Coronavirus: Accord des 27 sur une réponse économique

 

Les ministres européens des Finances sont parvenus jeudi à un accord sur une réponse économique commune face au coronavirus. Ils ont trouvé un terrain d’entente avec les Pays-Bas qui bloquaient les discussions depuis mardi, a-t-on appris de sources concordantes. «La réunion s’est achevée sous les applaudissements des ministres», a annoncé sur Twitter le porte-parole du président de l’Eurogroupe aux alentours de 22h00. Le ministre français des Finances, Bruno Le Maire, a lui salué un «excellent accord», incluant «500 milliards d’euros disponibles immédiatement» et «un fonds de relance à venir».

Ce consensus constitue un soulagement pour les Européens qui parviennent à afficher une unité face aux conséquences économiques désastreuses du virus. Des semaines d’atermoiements ont mis en évidence une fracture béante entre les pays du Nord et ceux du Sud.

«Solidarité européenne»

Face à la pandémie, la réponse européenne doit s’orienter sur trois axes principaux: jusqu’à 240 milliards d’euros de prêts du fonds de secours de la zone euro, un fonds de garantie de 200 milliards d’euros pour les entreprises et jusqu’à 100 milliards pour soutenir le chômage partiel. La brûlante question des «coronabonds», destinés à soutenir l’économie à plus long terme après la crise, considérée comme moins urgente, n’a pas été tranchée jeudi.

Les eurobonds ont toutefois «été mis sur la table, et les conditions du MES ont été retirées de la table», s’est réjoui le ministre italien de l’Économie Roberto Gualtieri. Son pays a appelé à maintes reprises à un emprunt européen sous la forme d’eurobonds, également appelés coronabonds, et refusait toute condition attachée aux prêts du Mécanisme européen de Stabilité (MES).

Le ministre allemand des Finances Olaf Scholz a pour sa part estimé que jeudi était «un grand jour pour la solidarité européenne». Car «nous avons répondu à l’appel de nos citoyens pour une Europe qui protège», a déclaré le président de l’Eurogroupe, le Portugais Mario Centeno, lors d’une conférence de presse.

Les chefs d’État et de gouvernement, qui n’étaient eux-mêmes pas parvenus à s’entendre lors d’un sommet le 26 mars, devront encore valider les propositions des ministres.

Pays-Bas critiqués

Une réponse unitaire était d’autant plus indispensable que l’économie européenne se dirige en 2020 vers une profonde récession. Les contacts bilatéraux s’étaient multipliés depuis deux jours, avec la «volonté d’aboutir à un compromis avant la réunion» par visioconférence, initialement programmée à 17h00, mais qui n’a débuté qu’à 21h30.

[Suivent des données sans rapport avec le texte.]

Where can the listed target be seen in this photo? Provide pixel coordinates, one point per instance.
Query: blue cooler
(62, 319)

Mercredi matin, après seize heures d’échanges stériles, La Haye avait été unanimement critiquée pour son inflexibilité. Les États membres reprochaient aux Pays-Bas -soutenus, selon une source européenne, par l’Autriche, la Suède et le Danemark- de bloquer l’activation du Mécanisme européen de stabilité (MES) en conditionnant strictement les prêts que pourrait octroyer ce fonds de secours de la zone euro à des réformes économiques.

Une telle «conditionnalité», qui renverrait à l’époque où la Grèce a été contrainte de mettre en oeuvre des réformes parfois douloureuses en échange d’argent frais, aurait été vécue comme une humiliation par Rome et Madrid. Ces deux pays européens sont pour l’instant les plus touchés par l’épidémie.

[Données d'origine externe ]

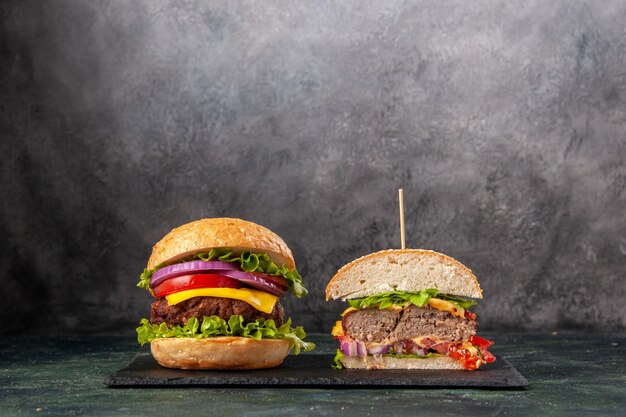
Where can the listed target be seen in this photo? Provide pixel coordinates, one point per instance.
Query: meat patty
(178, 314)
(373, 325)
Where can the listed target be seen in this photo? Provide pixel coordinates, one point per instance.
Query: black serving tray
(315, 371)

Créé en 2012 lors de la crise de la dette et financé par les États membres, le MES pourrait prêter aux États jusqu’à 2% de leur PIB, soit jusqu’à 240 milliards d’euros pour l’ensemble de la zone euro.

«Fonds de relance»

Les pays les plus affectés par le virus, en particulier l’Italie, réclament la création d’un «fonds» de relance qui puisse être financé par de la dette commune, sous la forme d’euro-obligations parfois appelées «coronabonds» ou «eurobonds». Parmi ces pays figurent aussi l’Espagne et la France, ainsi que la Grèce, Malte, le Luxembourg ou l’Irlande, selon des sources concordantes.

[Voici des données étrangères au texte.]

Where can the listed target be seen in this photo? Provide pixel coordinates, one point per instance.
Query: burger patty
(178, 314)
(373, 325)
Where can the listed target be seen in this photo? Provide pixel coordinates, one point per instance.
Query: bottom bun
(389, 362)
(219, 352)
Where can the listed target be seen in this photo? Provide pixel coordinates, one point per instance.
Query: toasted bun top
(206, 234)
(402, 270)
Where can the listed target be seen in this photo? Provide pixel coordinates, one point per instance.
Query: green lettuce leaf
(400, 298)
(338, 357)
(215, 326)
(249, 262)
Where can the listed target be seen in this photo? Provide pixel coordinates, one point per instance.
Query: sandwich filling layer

Or, la mutualisation des dettes constitue une ligne rouge pour Berlin et La Haye, qui refusent de s’inscrire dans une démarche commune avec les Etats très endettés du Sud, jugés laxistes dans leur gestion. Le texte final évoque un «fonds de relance» dont «les aspects juridiques et pratiques», notamment le «financement» devra encore être défini.

Les deux autres axes de réponse des Européens face au virus étaient plus consensuels: un fonds de garantie de la Banque européenne d’investissement (BEI) permettant de mobiliser jusqu’à 200 milliards d’euros pour les entreprises et une garantie de 100 milliards d’euros maximum de la Commission européenne pour soutenir les plans nationaux de chômage partiel.